Third step extracts session behavioural characteristic from TCP session traffic.Method is the same as first stage third step.
The session behavioural characteristic of extraction is inputted trained Random Forest model in the 4th step of first stage by the 4th step, Session is classified as Recall remote control Trojan or normal network traffic flow by model.
Fig. 1 is the Recall remote control Trojan network flow detection method frame signal for the Behavior-based control analysis that the present invention is implemented Figure, method are made of two stages.First stage is the model training stage for having supervision, carries out TCP session weight to training sample After group, session characteristics extraction and session tokens, it will words feature and session tokens input random forest detection model.Pass through comparison The index performance of different parameters drag adjusts model, and finally determines the trojan horse detection model after optimization.Second stage is anti- The real-time detection stage of bullet type wooden horse carries out TCP session recombination and session for the real-time original data on flows acquired on probe Feature extraction, it will in the trojan horse detection model after words feature input first stage optimization, model is classified as wooden horse flow Or regular traffic flow.

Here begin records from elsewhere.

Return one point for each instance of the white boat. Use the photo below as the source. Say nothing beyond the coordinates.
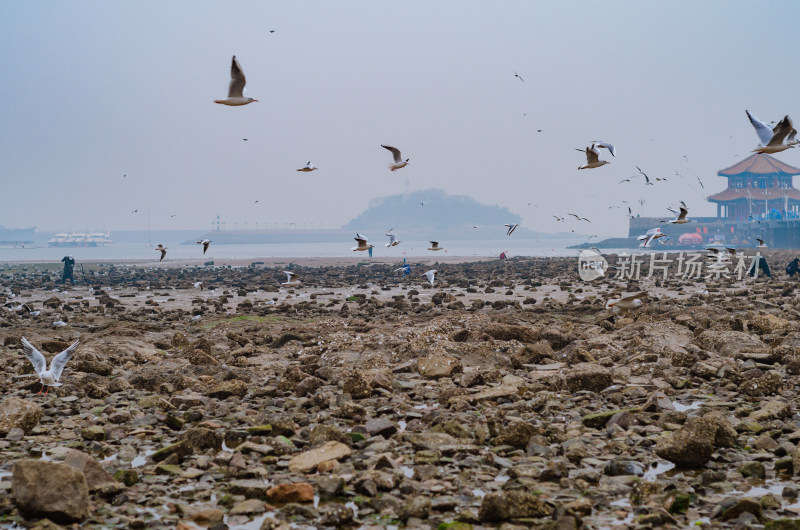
(81, 239)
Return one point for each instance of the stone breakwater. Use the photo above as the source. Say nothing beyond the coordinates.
(504, 395)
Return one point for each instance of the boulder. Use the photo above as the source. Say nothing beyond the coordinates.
(46, 489)
(96, 477)
(588, 376)
(18, 413)
(307, 461)
(437, 366)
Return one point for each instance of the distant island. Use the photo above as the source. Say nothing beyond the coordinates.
(431, 210)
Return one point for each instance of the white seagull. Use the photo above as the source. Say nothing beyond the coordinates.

Fig. 2 is the flow chart of TCP session recombination and session characteristics extraction module in Fig. 1.It is filtered from network flow first All flow packets of a reversed TCP session out obtain 7 essential attributes composition flow packet attribute list of each flow packet. By traversing flow packet attribute column, counts PSH Flag value in session and be really packet accounting, upload and download flow packet load length Degree the ratio between, the data packet number in conversation initial stage, with the presence or absence of the mark of heartbeat behavior.

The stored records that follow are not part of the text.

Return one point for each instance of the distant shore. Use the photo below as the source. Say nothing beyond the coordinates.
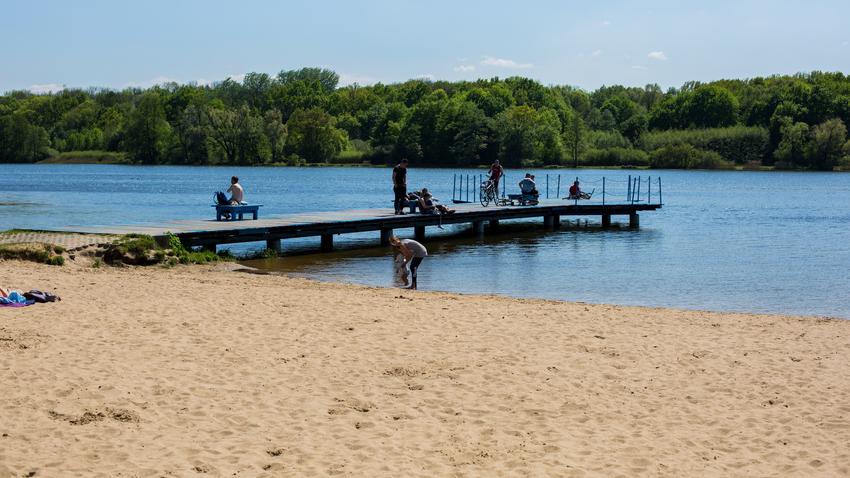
(204, 370)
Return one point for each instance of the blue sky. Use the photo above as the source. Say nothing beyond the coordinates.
(46, 44)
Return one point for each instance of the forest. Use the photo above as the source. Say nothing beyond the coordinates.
(302, 117)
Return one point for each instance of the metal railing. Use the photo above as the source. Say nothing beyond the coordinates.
(604, 190)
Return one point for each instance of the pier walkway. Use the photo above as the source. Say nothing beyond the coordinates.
(273, 230)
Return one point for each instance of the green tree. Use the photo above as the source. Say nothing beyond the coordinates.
(276, 132)
(792, 147)
(827, 145)
(575, 140)
(313, 135)
(147, 135)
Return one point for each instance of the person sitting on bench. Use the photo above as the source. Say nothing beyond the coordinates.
(428, 205)
(576, 192)
(527, 186)
(237, 194)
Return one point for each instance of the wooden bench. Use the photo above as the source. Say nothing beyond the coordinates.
(236, 211)
(409, 204)
(524, 199)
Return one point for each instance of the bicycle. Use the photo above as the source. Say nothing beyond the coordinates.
(488, 193)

Fig. 3 is the heartbeat behavioral value module in Fig. 2, and module input is the flow attribution list an of session.For stream Every continuous 6 flow packets in attribute list are measured, first determine whether their data transfer direction meets in upload-downloading- Biography-downloading-upload-downloading, if meeting, further wherein whether 3 length for uploading packet are equal, 3 download packages for judgement Whether length is equal, and showing this session if equal, there are heartbeat behaviors, terminates heartbeat behavioral value process.If the entire stream of traversal Amount attribute list does not all find continuous 6 packets for meeting above-mentioned condition, then illustrating this session, there is no heartbeat behaviors, terminates heartbeat Behavioral value process.
Choose the reason of above-mentioned 4 behavioural characteristics are as trojan horse detection mode input feature explanation:
1, the ratio between flow packet payload length is uploaded and downloaded:
It is smaller than downloading data amount that the network service traffic of normal Opposite direction connection usually uploads data volume, for example, browse webpage, File etc. is downloaded, and reversed remote control Trojan is just opposite.
2, the ratio of flow packet of the flag bit PSH Flag value equal to 1:
Flag bit PSH value is equal to 1 and shows data sender in reminder application layer in higher priority processing flow packet Content, remote control Trojan it is generally desirable to which data transmission can be completed as early as possible, therefore wooden horse flow-rate ratio normal discharge is more likely to set Setting this this flag bit is 1.
3, the data packet number in conversation initial stage:
Usually horse back starts automatic transmission data after proper network connection is established, but remote control type wooden horse is connected after establishing and needed Hacker's operation is waited, therefore the conversation initial phase data packet quantity of wooden horse connection is relatively fewer.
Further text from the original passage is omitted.